Lo sport permette di definire delle regole che i ragazzi devono rispettare: dalla puntualità al rispetto per i compagni, per l’arbitro, per le squadre che di volta in volta incontrano. Queste sono regole che poi i ragazzi portano anche fuori dal campo, durante gli incontri e le uscite fatte assieme ai volontari che collaborano con l’associazione. Per questi ragazzi – di età compresa fra i 19 e i 30 anni – è molto importante sentirsi impegnati, avere qualcosa da fare. Noi cerchiamo di coinvolgerli in attività anche extra sportive. Insomma, escono non solo per andare in commissariato a richiedere il permesso di soggiorno o alla scuola di italiano ma anche per una semplice riunione fra amici.
Quanti sono i rifugiati che passano per la squadra di Liberi in un anno?
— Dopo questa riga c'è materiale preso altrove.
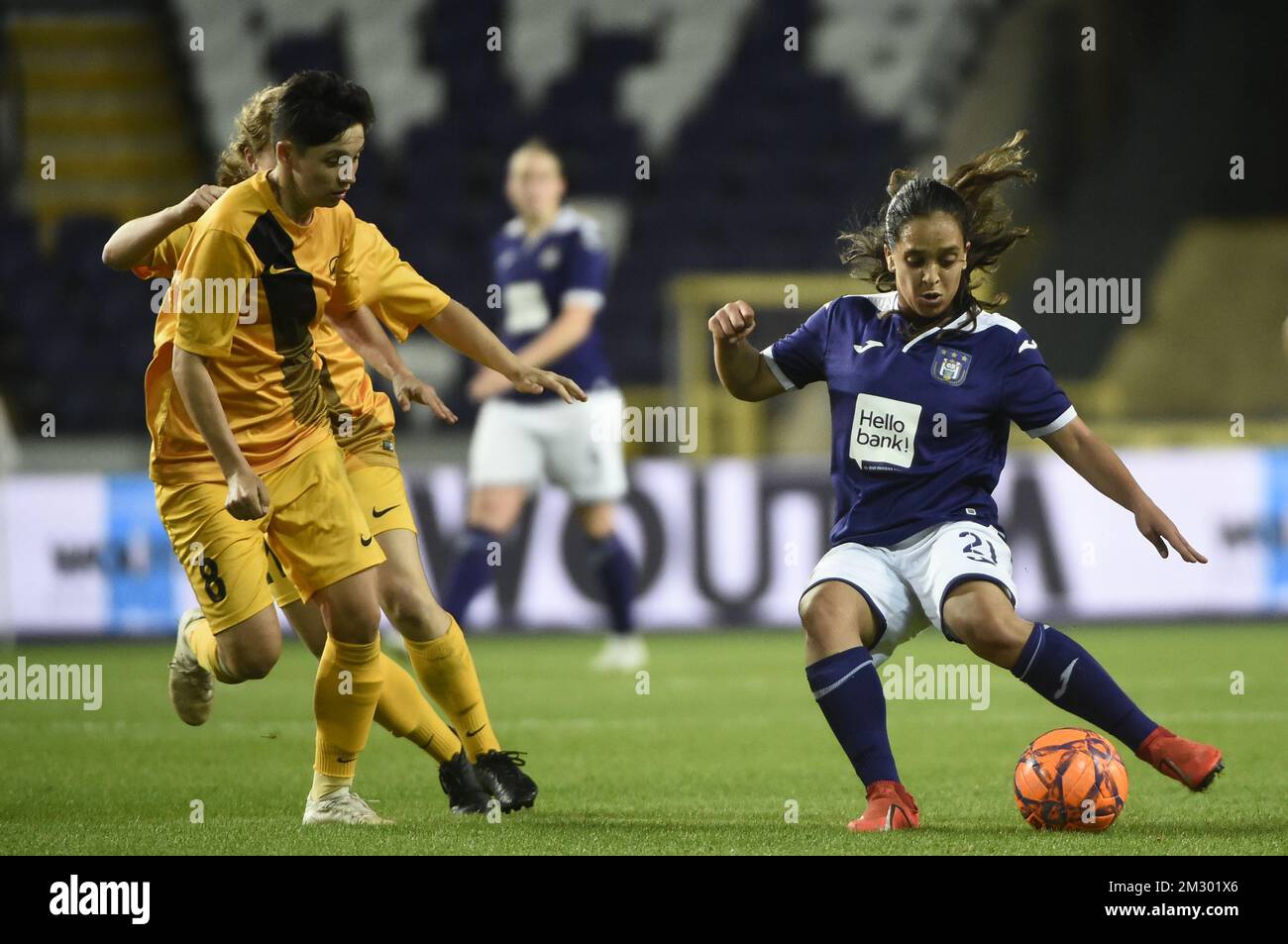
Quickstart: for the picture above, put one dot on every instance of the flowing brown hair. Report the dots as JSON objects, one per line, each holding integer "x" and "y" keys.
{"x": 252, "y": 132}
{"x": 970, "y": 194}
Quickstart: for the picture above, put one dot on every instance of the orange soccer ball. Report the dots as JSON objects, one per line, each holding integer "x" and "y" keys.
{"x": 1070, "y": 778}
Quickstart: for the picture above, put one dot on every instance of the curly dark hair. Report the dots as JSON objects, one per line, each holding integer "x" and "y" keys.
{"x": 970, "y": 196}
{"x": 316, "y": 107}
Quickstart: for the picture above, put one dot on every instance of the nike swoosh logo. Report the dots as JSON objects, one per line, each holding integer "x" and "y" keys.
{"x": 1064, "y": 679}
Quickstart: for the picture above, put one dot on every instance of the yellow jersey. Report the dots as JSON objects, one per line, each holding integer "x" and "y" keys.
{"x": 361, "y": 419}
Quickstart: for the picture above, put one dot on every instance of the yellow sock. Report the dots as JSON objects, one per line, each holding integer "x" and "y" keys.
{"x": 403, "y": 711}
{"x": 344, "y": 700}
{"x": 446, "y": 670}
{"x": 206, "y": 648}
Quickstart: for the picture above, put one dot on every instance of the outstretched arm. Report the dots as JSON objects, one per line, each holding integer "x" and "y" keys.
{"x": 565, "y": 334}
{"x": 462, "y": 329}
{"x": 133, "y": 243}
{"x": 362, "y": 333}
{"x": 1094, "y": 460}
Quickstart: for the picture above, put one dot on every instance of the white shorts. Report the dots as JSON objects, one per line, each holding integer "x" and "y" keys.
{"x": 907, "y": 582}
{"x": 576, "y": 446}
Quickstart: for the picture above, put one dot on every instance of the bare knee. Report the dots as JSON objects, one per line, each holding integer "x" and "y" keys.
{"x": 988, "y": 626}
{"x": 412, "y": 609}
{"x": 250, "y": 656}
{"x": 352, "y": 608}
{"x": 836, "y": 617}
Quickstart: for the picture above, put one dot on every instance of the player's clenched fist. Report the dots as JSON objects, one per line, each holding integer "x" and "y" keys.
{"x": 733, "y": 322}
{"x": 198, "y": 201}
{"x": 248, "y": 496}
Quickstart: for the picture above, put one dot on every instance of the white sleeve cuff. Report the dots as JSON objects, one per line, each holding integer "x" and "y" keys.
{"x": 768, "y": 353}
{"x": 583, "y": 296}
{"x": 1056, "y": 424}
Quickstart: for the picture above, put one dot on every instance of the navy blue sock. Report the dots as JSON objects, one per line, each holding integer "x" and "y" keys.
{"x": 616, "y": 574}
{"x": 472, "y": 572}
{"x": 848, "y": 689}
{"x": 1067, "y": 675}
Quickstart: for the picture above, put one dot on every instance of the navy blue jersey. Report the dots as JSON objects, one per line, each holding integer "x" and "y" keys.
{"x": 918, "y": 428}
{"x": 565, "y": 264}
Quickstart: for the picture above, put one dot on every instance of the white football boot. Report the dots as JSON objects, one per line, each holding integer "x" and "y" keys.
{"x": 192, "y": 687}
{"x": 621, "y": 655}
{"x": 343, "y": 806}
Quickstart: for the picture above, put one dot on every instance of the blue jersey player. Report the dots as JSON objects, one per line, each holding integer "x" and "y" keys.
{"x": 923, "y": 385}
{"x": 552, "y": 268}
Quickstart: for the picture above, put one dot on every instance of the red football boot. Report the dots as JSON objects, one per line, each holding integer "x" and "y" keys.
{"x": 890, "y": 806}
{"x": 1193, "y": 764}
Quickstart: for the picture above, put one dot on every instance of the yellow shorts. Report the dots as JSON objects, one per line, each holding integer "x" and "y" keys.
{"x": 314, "y": 527}
{"x": 382, "y": 498}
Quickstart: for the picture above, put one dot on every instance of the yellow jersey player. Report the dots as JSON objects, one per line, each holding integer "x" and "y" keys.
{"x": 362, "y": 423}
{"x": 241, "y": 441}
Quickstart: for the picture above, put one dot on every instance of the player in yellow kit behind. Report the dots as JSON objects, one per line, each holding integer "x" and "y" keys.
{"x": 362, "y": 423}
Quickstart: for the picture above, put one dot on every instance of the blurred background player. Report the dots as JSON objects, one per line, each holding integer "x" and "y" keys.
{"x": 362, "y": 423}
{"x": 552, "y": 268}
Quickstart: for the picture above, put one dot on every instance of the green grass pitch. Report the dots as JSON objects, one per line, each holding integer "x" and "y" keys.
{"x": 708, "y": 762}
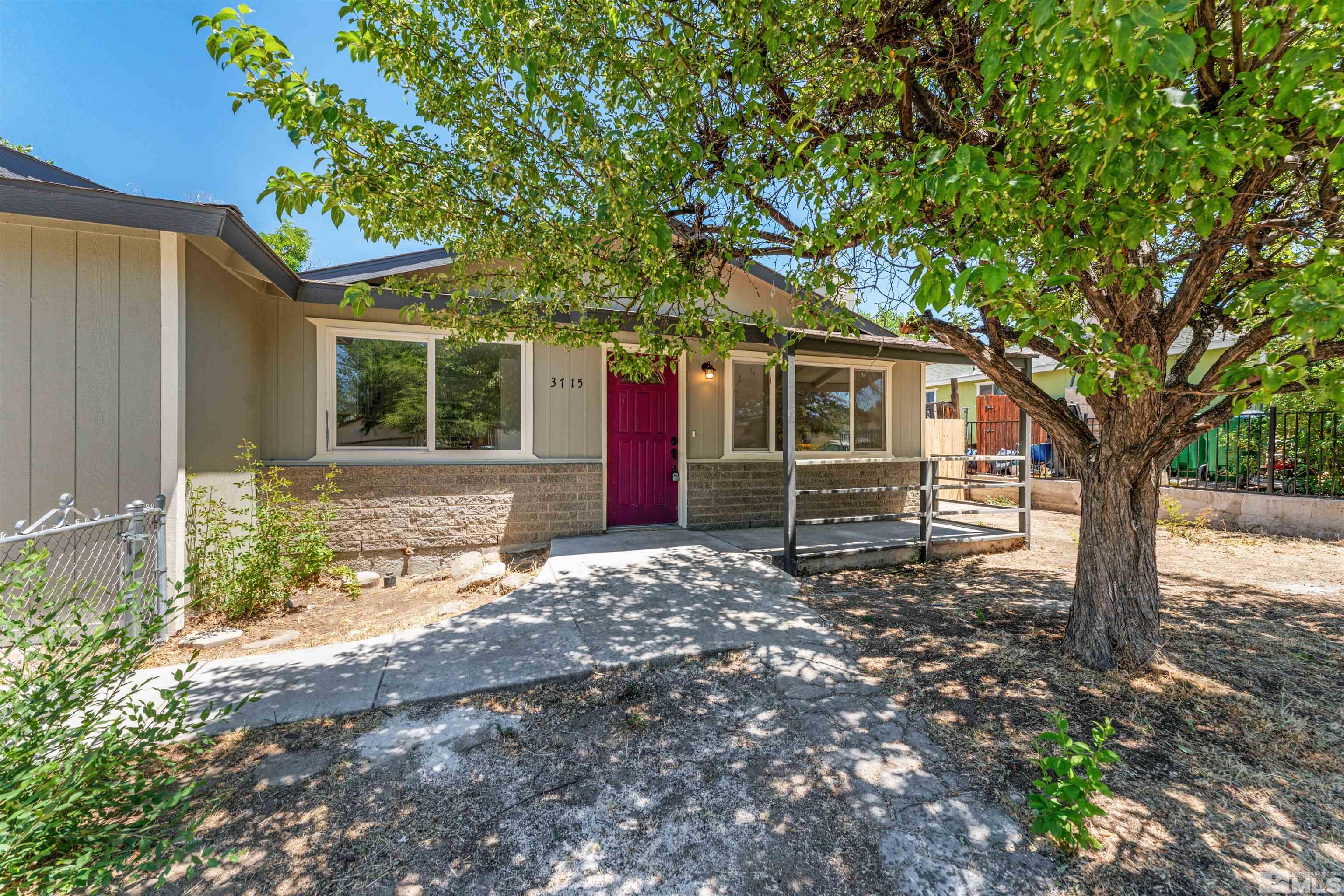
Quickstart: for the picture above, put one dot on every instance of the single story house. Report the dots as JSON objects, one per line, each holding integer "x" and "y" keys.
{"x": 147, "y": 338}
{"x": 1056, "y": 379}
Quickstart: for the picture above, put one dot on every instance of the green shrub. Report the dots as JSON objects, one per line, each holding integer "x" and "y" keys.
{"x": 88, "y": 794}
{"x": 1068, "y": 782}
{"x": 252, "y": 554}
{"x": 1180, "y": 523}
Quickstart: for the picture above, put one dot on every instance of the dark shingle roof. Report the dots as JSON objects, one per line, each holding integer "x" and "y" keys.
{"x": 18, "y": 166}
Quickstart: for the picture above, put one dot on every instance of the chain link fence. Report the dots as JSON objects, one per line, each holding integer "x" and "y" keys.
{"x": 92, "y": 559}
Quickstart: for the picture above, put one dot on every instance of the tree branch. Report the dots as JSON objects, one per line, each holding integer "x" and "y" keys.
{"x": 1061, "y": 425}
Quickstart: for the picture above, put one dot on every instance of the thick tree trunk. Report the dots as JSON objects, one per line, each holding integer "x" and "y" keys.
{"x": 1115, "y": 618}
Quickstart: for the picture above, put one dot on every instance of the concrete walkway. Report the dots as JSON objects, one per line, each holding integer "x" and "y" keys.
{"x": 600, "y": 602}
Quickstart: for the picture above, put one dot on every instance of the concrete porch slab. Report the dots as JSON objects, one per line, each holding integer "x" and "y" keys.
{"x": 659, "y": 595}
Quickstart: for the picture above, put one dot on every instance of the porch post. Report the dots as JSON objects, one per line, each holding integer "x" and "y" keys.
{"x": 1025, "y": 466}
{"x": 791, "y": 469}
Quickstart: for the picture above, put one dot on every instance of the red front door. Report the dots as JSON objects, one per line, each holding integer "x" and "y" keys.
{"x": 641, "y": 449}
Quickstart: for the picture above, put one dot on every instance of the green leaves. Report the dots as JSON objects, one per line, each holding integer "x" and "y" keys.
{"x": 1178, "y": 52}
{"x": 1070, "y": 777}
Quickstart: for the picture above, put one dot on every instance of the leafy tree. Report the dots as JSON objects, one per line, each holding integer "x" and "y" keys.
{"x": 1086, "y": 180}
{"x": 24, "y": 148}
{"x": 291, "y": 242}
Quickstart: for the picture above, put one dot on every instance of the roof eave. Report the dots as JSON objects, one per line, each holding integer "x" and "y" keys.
{"x": 107, "y": 207}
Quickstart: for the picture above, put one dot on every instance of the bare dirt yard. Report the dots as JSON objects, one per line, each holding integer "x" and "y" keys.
{"x": 675, "y": 780}
{"x": 704, "y": 778}
{"x": 326, "y": 613}
{"x": 1232, "y": 746}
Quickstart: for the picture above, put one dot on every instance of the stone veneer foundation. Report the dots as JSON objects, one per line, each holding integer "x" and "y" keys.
{"x": 750, "y": 494}
{"x": 414, "y": 519}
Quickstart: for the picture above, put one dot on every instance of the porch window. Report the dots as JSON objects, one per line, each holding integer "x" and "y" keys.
{"x": 750, "y": 407}
{"x": 840, "y": 409}
{"x": 381, "y": 387}
{"x": 405, "y": 392}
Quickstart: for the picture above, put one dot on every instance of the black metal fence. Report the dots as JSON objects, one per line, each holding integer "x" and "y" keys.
{"x": 1273, "y": 452}
{"x": 92, "y": 559}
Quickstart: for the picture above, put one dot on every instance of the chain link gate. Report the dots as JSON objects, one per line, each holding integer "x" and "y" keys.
{"x": 97, "y": 556}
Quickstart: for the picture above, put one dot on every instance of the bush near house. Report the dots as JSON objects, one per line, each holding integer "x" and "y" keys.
{"x": 250, "y": 555}
{"x": 88, "y": 794}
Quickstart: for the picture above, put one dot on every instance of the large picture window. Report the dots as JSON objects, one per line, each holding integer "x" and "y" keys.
{"x": 381, "y": 386}
{"x": 840, "y": 409}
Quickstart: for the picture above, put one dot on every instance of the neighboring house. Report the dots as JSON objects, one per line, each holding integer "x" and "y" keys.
{"x": 146, "y": 338}
{"x": 1057, "y": 381}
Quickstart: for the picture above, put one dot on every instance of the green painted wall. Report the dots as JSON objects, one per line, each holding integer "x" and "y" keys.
{"x": 1056, "y": 382}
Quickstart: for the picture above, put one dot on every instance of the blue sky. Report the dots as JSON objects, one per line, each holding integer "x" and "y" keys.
{"x": 126, "y": 94}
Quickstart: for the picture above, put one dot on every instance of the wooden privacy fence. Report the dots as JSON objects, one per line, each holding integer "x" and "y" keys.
{"x": 948, "y": 437}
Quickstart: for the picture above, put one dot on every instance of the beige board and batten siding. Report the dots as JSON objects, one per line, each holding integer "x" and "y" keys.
{"x": 226, "y": 364}
{"x": 78, "y": 364}
{"x": 567, "y": 402}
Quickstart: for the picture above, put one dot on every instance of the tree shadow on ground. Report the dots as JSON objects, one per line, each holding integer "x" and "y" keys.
{"x": 680, "y": 778}
{"x": 1232, "y": 743}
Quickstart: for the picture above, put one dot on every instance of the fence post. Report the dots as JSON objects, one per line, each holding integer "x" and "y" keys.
{"x": 162, "y": 560}
{"x": 927, "y": 510}
{"x": 791, "y": 464}
{"x": 1273, "y": 448}
{"x": 131, "y": 540}
{"x": 1025, "y": 469}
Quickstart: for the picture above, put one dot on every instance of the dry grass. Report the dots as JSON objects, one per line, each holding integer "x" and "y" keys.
{"x": 1233, "y": 745}
{"x": 674, "y": 780}
{"x": 326, "y": 613}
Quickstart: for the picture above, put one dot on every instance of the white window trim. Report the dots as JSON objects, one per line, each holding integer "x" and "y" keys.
{"x": 324, "y": 451}
{"x": 811, "y": 360}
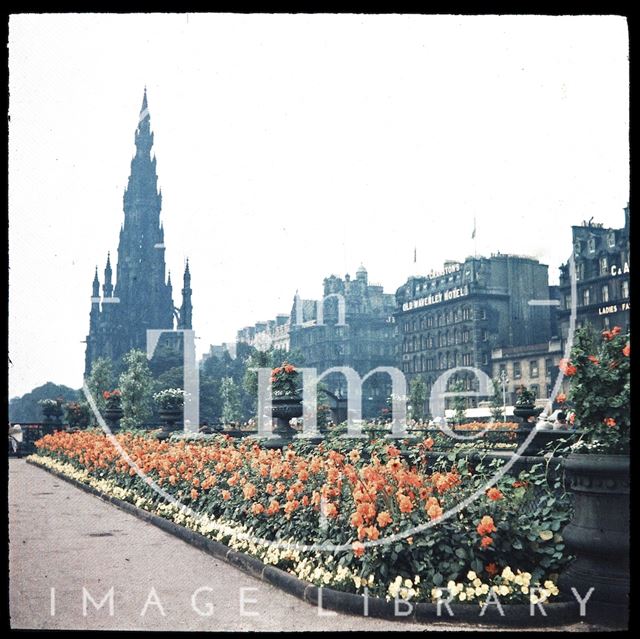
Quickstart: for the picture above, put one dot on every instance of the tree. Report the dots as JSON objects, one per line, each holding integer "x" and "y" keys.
{"x": 230, "y": 401}
{"x": 417, "y": 397}
{"x": 458, "y": 402}
{"x": 100, "y": 379}
{"x": 495, "y": 403}
{"x": 26, "y": 408}
{"x": 136, "y": 386}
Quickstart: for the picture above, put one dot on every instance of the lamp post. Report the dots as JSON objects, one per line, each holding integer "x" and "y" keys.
{"x": 504, "y": 380}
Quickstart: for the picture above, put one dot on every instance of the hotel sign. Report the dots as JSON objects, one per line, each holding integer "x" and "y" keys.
{"x": 613, "y": 308}
{"x": 447, "y": 270}
{"x": 436, "y": 298}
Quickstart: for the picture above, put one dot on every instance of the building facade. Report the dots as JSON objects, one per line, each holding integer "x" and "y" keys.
{"x": 602, "y": 268}
{"x": 141, "y": 296}
{"x": 535, "y": 366}
{"x": 352, "y": 326}
{"x": 457, "y": 316}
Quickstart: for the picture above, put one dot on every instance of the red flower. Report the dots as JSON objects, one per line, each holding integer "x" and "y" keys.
{"x": 486, "y": 542}
{"x": 567, "y": 367}
{"x": 486, "y": 526}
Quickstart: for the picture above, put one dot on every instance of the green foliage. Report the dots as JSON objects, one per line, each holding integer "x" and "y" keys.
{"x": 458, "y": 402}
{"x": 26, "y": 408}
{"x": 231, "y": 413}
{"x": 136, "y": 386}
{"x": 100, "y": 379}
{"x": 600, "y": 389}
{"x": 495, "y": 403}
{"x": 417, "y": 397}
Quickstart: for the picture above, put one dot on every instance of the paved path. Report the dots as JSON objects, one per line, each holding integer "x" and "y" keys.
{"x": 65, "y": 539}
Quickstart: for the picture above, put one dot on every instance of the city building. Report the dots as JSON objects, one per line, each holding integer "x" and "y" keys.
{"x": 352, "y": 326}
{"x": 457, "y": 316}
{"x": 269, "y": 334}
{"x": 141, "y": 297}
{"x": 534, "y": 366}
{"x": 602, "y": 263}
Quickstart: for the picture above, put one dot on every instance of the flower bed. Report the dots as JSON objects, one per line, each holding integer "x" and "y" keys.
{"x": 329, "y": 518}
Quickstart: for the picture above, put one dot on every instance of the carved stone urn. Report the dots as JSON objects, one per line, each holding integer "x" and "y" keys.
{"x": 598, "y": 536}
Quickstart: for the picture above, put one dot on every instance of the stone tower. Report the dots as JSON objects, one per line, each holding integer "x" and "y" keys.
{"x": 141, "y": 298}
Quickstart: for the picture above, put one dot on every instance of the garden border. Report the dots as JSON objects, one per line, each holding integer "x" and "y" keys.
{"x": 516, "y": 615}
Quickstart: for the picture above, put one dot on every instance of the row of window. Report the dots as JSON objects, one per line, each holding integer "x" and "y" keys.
{"x": 591, "y": 244}
{"x": 444, "y": 361}
{"x": 606, "y": 294}
{"x": 448, "y": 338}
{"x": 444, "y": 318}
{"x": 533, "y": 368}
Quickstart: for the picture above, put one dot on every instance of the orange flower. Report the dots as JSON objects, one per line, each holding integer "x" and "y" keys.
{"x": 384, "y": 519}
{"x": 372, "y": 532}
{"x": 357, "y": 519}
{"x": 486, "y": 542}
{"x": 406, "y": 506}
{"x": 567, "y": 367}
{"x": 249, "y": 491}
{"x": 486, "y": 526}
{"x": 434, "y": 511}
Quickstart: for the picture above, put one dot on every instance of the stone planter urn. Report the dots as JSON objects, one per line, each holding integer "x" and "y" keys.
{"x": 171, "y": 418}
{"x": 113, "y": 415}
{"x": 598, "y": 536}
{"x": 283, "y": 409}
{"x": 525, "y": 413}
{"x": 52, "y": 420}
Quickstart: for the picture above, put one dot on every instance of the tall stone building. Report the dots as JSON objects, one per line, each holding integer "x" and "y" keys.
{"x": 602, "y": 266}
{"x": 141, "y": 297}
{"x": 352, "y": 326}
{"x": 456, "y": 316}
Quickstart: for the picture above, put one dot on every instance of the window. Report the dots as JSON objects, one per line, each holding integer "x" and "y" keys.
{"x": 533, "y": 368}
{"x": 603, "y": 265}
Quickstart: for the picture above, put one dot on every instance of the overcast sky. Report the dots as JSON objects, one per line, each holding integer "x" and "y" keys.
{"x": 293, "y": 147}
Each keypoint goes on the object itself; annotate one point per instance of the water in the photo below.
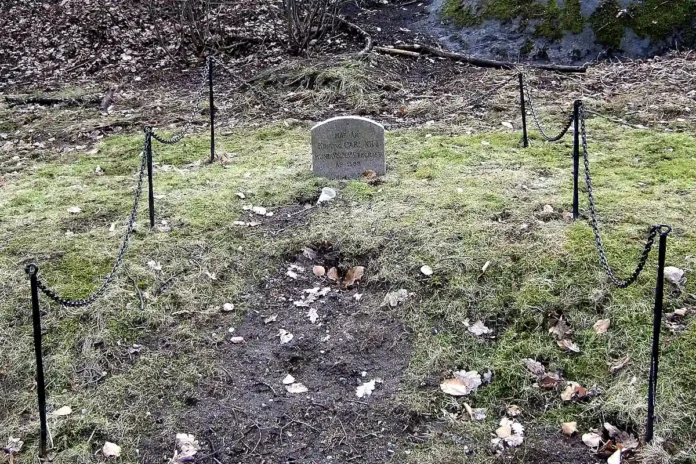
(504, 41)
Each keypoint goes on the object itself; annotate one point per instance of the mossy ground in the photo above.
(451, 201)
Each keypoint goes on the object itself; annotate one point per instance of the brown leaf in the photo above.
(601, 326)
(619, 365)
(353, 275)
(568, 345)
(319, 271)
(561, 330)
(550, 381)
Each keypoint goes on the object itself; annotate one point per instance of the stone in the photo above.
(347, 146)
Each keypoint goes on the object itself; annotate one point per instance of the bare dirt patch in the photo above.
(251, 417)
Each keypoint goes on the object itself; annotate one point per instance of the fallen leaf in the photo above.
(285, 336)
(673, 275)
(615, 458)
(395, 298)
(619, 365)
(535, 367)
(479, 329)
(462, 384)
(187, 446)
(478, 414)
(64, 411)
(154, 265)
(353, 275)
(593, 440)
(14, 446)
(327, 194)
(313, 316)
(296, 388)
(369, 175)
(260, 210)
(568, 345)
(111, 450)
(550, 381)
(365, 389)
(574, 391)
(510, 432)
(601, 326)
(561, 329)
(569, 428)
(319, 271)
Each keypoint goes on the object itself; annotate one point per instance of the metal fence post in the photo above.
(576, 157)
(525, 140)
(33, 270)
(657, 325)
(212, 109)
(151, 191)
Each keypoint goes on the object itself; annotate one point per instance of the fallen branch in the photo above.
(396, 51)
(482, 62)
(369, 44)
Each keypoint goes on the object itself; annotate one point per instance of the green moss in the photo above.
(550, 25)
(654, 19)
(463, 16)
(609, 30)
(571, 18)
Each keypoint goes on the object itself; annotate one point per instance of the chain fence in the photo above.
(654, 230)
(33, 269)
(537, 122)
(196, 110)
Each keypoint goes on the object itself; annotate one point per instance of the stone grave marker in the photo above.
(347, 146)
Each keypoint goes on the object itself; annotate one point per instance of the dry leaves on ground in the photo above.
(462, 384)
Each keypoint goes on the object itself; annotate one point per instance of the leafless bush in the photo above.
(307, 20)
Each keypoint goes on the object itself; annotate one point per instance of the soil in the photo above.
(250, 417)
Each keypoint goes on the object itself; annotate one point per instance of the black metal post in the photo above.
(576, 157)
(212, 109)
(151, 191)
(32, 270)
(525, 140)
(657, 325)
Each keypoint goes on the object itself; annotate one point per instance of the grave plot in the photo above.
(435, 297)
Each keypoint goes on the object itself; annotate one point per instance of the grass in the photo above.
(453, 202)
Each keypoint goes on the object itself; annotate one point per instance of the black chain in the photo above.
(196, 109)
(33, 269)
(537, 123)
(662, 228)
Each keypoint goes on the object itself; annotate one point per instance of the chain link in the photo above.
(196, 109)
(662, 228)
(537, 123)
(33, 269)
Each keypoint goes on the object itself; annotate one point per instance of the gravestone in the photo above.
(346, 147)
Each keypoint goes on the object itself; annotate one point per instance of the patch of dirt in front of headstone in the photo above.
(307, 332)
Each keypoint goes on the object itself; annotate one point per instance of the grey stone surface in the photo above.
(347, 146)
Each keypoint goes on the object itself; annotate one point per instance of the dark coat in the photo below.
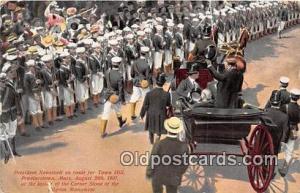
(158, 42)
(293, 111)
(200, 47)
(185, 87)
(115, 84)
(229, 85)
(10, 103)
(155, 104)
(140, 70)
(171, 174)
(279, 133)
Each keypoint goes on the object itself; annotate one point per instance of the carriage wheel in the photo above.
(260, 144)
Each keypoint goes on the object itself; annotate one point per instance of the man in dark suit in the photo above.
(284, 94)
(155, 109)
(292, 109)
(189, 84)
(140, 72)
(279, 118)
(168, 175)
(229, 84)
(114, 95)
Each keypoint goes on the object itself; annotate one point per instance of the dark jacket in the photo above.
(115, 84)
(278, 133)
(293, 111)
(140, 70)
(10, 103)
(185, 87)
(155, 104)
(229, 85)
(158, 42)
(200, 47)
(169, 174)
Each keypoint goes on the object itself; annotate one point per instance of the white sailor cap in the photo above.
(113, 42)
(127, 29)
(100, 38)
(193, 15)
(72, 45)
(135, 26)
(119, 32)
(96, 45)
(147, 30)
(2, 75)
(140, 33)
(116, 59)
(6, 67)
(145, 49)
(284, 80)
(80, 50)
(180, 26)
(120, 38)
(38, 28)
(129, 36)
(106, 36)
(170, 24)
(159, 19)
(111, 34)
(64, 54)
(30, 63)
(41, 51)
(295, 92)
(88, 41)
(159, 27)
(11, 57)
(195, 20)
(47, 58)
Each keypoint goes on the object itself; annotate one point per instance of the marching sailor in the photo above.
(131, 53)
(158, 44)
(95, 64)
(32, 87)
(81, 82)
(114, 95)
(168, 55)
(140, 73)
(49, 89)
(66, 81)
(10, 107)
(179, 42)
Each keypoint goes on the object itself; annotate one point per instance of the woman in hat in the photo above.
(156, 110)
(229, 84)
(170, 175)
Si parla di 100-150 ragazzi in un anno. Ad alcuni lo sport interessa poco e prendono altre vie, altri invece restano con noi per un po’. Quando poi vengono trasferiti in altri centri di accoglienza (i centri hanno dei tempi di permanenza limitati, ndr), diventa più difficile continuare a seguire le attività della squadra, gli allenamenti. Per esempio uno dei primi ragazzi di Liberi Nantes è stato da poco trasferito in un centro d’accoglienza a Viterbo. Da lì è chiaramente più difficile per lui raggiungere Roma. Molti di loro poi sono con noi fin dal 2009. Per fortuna da allora molto è cambiato: oggi hanno un lavoro, una vita propria, sono del tutto integrati. Per questo sono meno “attivi” dal punto di vista sportivo. Spesso poi fanno da mediatori culturali e aiutano i nuovi ragazzi a inserirsi al meglio.
I paesi di provenienza?
C’è stato un periodo in cui c’erano molti afghani in squadra, oggi ci sono molti cambiani. Diciamo che rispetto a qualche anno fa, si vedono facce più chiare che simboleggiano il diverso tipo di migrazioni in corso.
Dal 2008 Liberi Nantes disputa il campionato di Terza Categoria regionale. Spesso i documenti dei migranti arrivati da noi non ci sono, o non sono validi. Come fate per il tesseramento?
È vero, i ragazzi spesso quando arrivano non hanno ancora il permesso di soggiorno o tutte le carte in regola. Proprio per questo non possiamo avere un tesseramento simile a quello di qualsiasi altra squadra. Ma grazie a un accordo con la Federazione (Figc, ndr), riusciamo a tesserarli lo stesso. Quindi giochiamo un campionato vero ma di fatto siamo fuori classifica. Si aspira comunque alla “coppa disciplina”, valida per tutte le squadre di terza categoria e che si vince contando il numero di cartellini rossi, gialli o più in generale valutando il comportamento dei giocatori durante le partite. Questo, ci permette di stimolare i ragazzi
Ci sono stati atteggiamenti razzisti nei confronti della squadra?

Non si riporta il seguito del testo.